Já imaginei que não teríamos na telona a melancolia, as reflexões inteligentes e engraçadas do protagonista nem a intensidade do conflito humano de um casal que permanece vivendo junto mesmo sem motivo. Até aí tudo bem. Porém, queria ver a narração espirituosa e desbocada de Lucas Pereyra, as reviravoltas da história e, principalmente, o desfecho inusitado. E o que temos de fato: várias alterações nesses aspectos. Pode isso, Arnaldo? Pelo visto, em “La Uruguaya” pôde.
Para incompreensão de quem leu o livro, o filme é narrado pela esposa de Pereyra. Acredite: o relato vem na voz de Catalina. Apesar de trazer novos insights à história, perdemos um mundo de aspectos que tornaram a trama de Mairal tão peculiar e genial. O desfecho também é sutilmente diferente. Pelo menos tive outra interpretação do desenlace do longa-metragem, totalmente oposta a que tive no último capítulo da novela literária. Nesse sentido, até foi grata a surpresa. Não imaginei que poderia ter uma visão diferente do fim da mesma história.
Outra questão que percebi é que o filme é um pouco mais parado do que o livro. Se não senti qualquer cansaço ou passagem desnecessária na versão literária (sempre está acontecendo um monte de coisa em suas páginas), no longa há momentos de tédio e interrupção dramática (para desprazer da plateia).
Há outras diferenças entre livro e longa-metragem. O encontro de Pereyra e Guerra acontece na metade da novela, mas no primeiro quarto da sessão cinematográfica. Temos na telona um menor grau de drama familiar e conjugal. O início também é distinto. A película começa com a última cena da obra impressa.
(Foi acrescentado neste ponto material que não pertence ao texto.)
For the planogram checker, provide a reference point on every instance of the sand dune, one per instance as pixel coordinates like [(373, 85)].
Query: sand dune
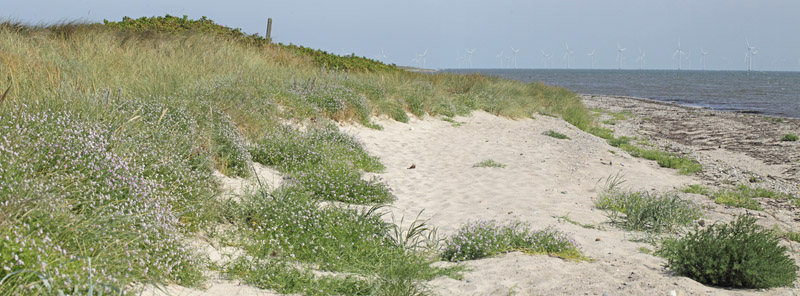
[(545, 179)]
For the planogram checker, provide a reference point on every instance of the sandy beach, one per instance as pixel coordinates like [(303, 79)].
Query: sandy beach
[(551, 182)]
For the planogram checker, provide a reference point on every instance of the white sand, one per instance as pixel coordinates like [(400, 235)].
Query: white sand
[(545, 178)]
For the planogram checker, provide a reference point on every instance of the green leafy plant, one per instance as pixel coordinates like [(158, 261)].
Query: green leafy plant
[(489, 163), (554, 134), (740, 254), (741, 196), (645, 211), (789, 137), (485, 238)]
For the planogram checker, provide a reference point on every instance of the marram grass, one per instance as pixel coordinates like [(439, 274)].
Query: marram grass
[(110, 134)]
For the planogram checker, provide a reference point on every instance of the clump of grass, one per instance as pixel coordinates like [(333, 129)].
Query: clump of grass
[(684, 165), (741, 196), (323, 161), (740, 254), (489, 163), (696, 189), (76, 192), (645, 211), (453, 122), (573, 222), (789, 137), (555, 134), (481, 239), (289, 227)]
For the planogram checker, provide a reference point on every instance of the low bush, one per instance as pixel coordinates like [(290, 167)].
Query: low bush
[(481, 239), (555, 134), (740, 254)]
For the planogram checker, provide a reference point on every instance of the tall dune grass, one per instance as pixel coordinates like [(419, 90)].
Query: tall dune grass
[(108, 138)]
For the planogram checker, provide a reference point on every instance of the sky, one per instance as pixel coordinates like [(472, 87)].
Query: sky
[(399, 31)]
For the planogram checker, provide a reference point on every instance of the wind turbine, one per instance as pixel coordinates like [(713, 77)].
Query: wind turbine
[(515, 51), (640, 59), (423, 55), (567, 54), (500, 56), (545, 58), (469, 56), (704, 53), (748, 57), (679, 53), (381, 56), (619, 55), (459, 58)]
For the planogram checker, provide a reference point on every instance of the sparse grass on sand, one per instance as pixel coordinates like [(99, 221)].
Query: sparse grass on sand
[(741, 196), (645, 211), (111, 133), (485, 238), (489, 163), (555, 134), (789, 137), (684, 165)]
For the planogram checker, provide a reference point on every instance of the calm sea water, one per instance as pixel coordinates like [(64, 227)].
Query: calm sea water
[(769, 93)]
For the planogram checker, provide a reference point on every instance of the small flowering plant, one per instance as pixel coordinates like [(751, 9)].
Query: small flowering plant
[(324, 162), (484, 238)]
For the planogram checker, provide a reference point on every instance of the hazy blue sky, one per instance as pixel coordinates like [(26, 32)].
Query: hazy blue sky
[(404, 29)]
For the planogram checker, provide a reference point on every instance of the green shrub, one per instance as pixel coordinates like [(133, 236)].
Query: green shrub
[(555, 134), (789, 137), (739, 255), (647, 212), (485, 238)]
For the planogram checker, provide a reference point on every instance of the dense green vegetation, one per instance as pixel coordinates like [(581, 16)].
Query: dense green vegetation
[(111, 133), (740, 254)]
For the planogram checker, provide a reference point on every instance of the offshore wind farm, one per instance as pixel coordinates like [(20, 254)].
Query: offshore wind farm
[(399, 148)]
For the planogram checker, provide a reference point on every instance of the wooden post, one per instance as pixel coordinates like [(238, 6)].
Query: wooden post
[(269, 29)]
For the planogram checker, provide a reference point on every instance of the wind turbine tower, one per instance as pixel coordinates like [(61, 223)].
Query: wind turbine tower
[(568, 55), (500, 57), (748, 56), (469, 56), (515, 51), (640, 59), (423, 55), (545, 58), (679, 53), (704, 53), (619, 55)]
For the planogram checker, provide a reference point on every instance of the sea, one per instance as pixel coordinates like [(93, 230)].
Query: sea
[(767, 93)]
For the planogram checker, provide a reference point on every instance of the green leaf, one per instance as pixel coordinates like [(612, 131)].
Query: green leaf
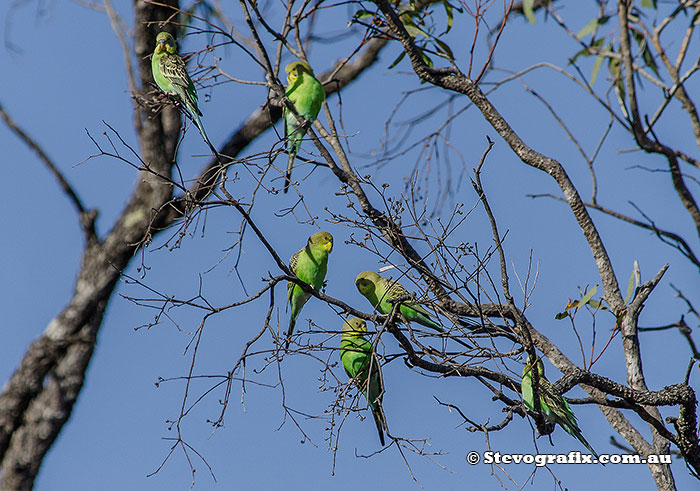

Por outro lado, temos o mesmo humor e a mesma sequência de acontecimentos tragicômicos com a personagem principal. Também gostei de algumas pequenas alterações no roteiro que deixaram a trama mais dinâmica para a nova plataforma. O que não aceitei foi terem mudado a essência da história (novo narrador e desfecho distinto!!!).
Os pontos positivos de “La Uruguaya” são a ótima interpretação do casal de protagonistas (Sebastián Arzeno e Fiorella Bottaioli têm boa química e convencem na materialização de Lucas Pereyra e Magalí Guerra), a trilha sonora é maravilhosa (algumas canções foram compostas pelo próprio Pedro Mairal, como a deliciosa “La Vidita”, tema central do filme) e a pegada de road story que o livro já trazia (posso dizer que visitei Montevidéu por um dia). A duração mais enxuta da produção (apenas 70 minutos) também vi como algo pertinente (mais do que isso poderia tornar a experiência no cinema cansativa).
Em resumo, o que senti saindo da sessão e escutando os comentários do povo ao meu redor (Paulo, fui sozinho ao cinema em Belgrano no sábado porque Paloma me deu um pé na bunda e preferiu sair com a sua Rúbia por Palermo) é que quem não conhecia o livro gostou do filme. Já quem o tinha lido saiu da sala aparentemente frustrado. Foi o meu caso (e do casal de senhores ao meu lado que se olhava indignado com o começo e o final distintos do longa). Porém, uma coisa não podemos contestar. Trata-se de uma produção muito bem realizada. Principalmente se considerarmos como “La Uruguaya” foi viabilizado e materializado. Ou você acha que deve ter sido tranquilo e rápido o trampo para contentar quase duas mil pessoas palpitando no roteiro e nas filmagens, hein? Acho que Ana García Blaya é uma heroína do cinema independente sul-americano.
Acho que por hoje é só, pessoal. Posto à mesa o cardápio multicultural argentino, só me resta agora consumir as empanadas servidas de entrada, o assado de tira com papas fritas de refeição principal e o alfajor de doce de leite de sobremesa. Mas isso eu posso cuidar sozinho. Até a próxima!